背景にあるのは、もはや無視できないレベルに達した留学の三重苦です。
歴史的な円安、欧米諸国の容赦ない物価高、そして年間500万円を超えることも珍しくない授業料の高騰。かつては中産階級が少しの無理で届いた英語圏への学位留学が、今や一部の富裕層にしか許されない“高嶺の花”へと変貌してしまいました。
そんな中、教育の質を落とさずにこの壁を突破しようとする学生や親の視線が、ある国に注がれています。それは東南アジアの教育大国、マレーシアです。
「え、マレーシアで大学留学?」と首をかしげる方も中にはいるかもしれません。しかし、「一般社団法人海外留学協議会(JAOS)による日本人留学生数調査 2024」によれば、海外への学部留学を目指す留学者数の中でマレーシアは、アメリカ、オーストラリアに次いで第3位(全体の15%)にランクインしているのです。
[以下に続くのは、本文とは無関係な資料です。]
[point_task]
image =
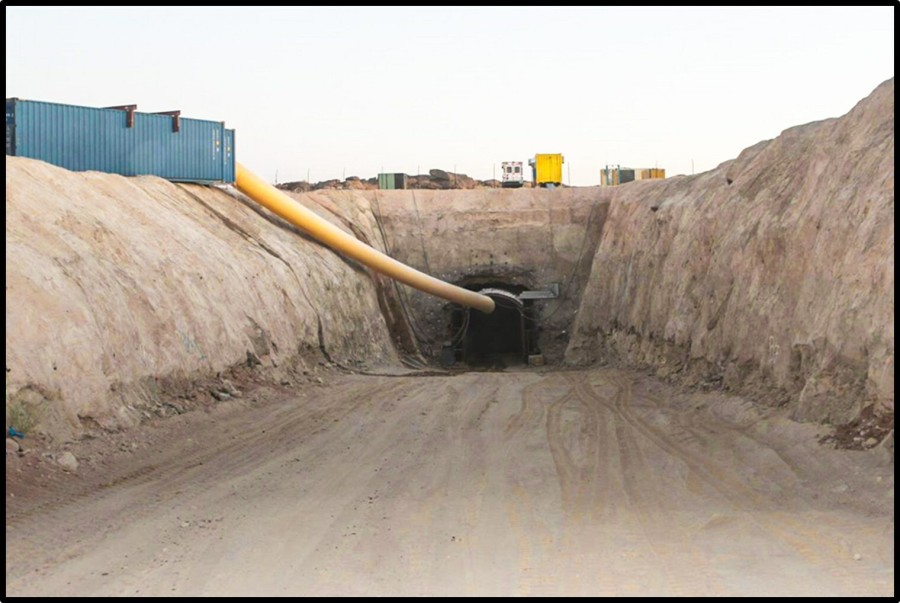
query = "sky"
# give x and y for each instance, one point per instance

なぜ今、マレーシアなのでしょうか。筆者は昨年12月、現地の主要大学を視察しました。そこで見えてきたのは、単なる安さではない、極めて戦略的で合理的な学位取得のプラットフォームとしての姿でした。
英国の名門学位を戦略的に手に入れる
クアラルンプール市内から車で約1時間。
緑豊かなセランゴール州セメニィに位置するノッティンガム大学マレーシア校(UNM)のキャンパスに足を踏み入れると、そこが東南アジアであることを一瞬忘れてしまいます。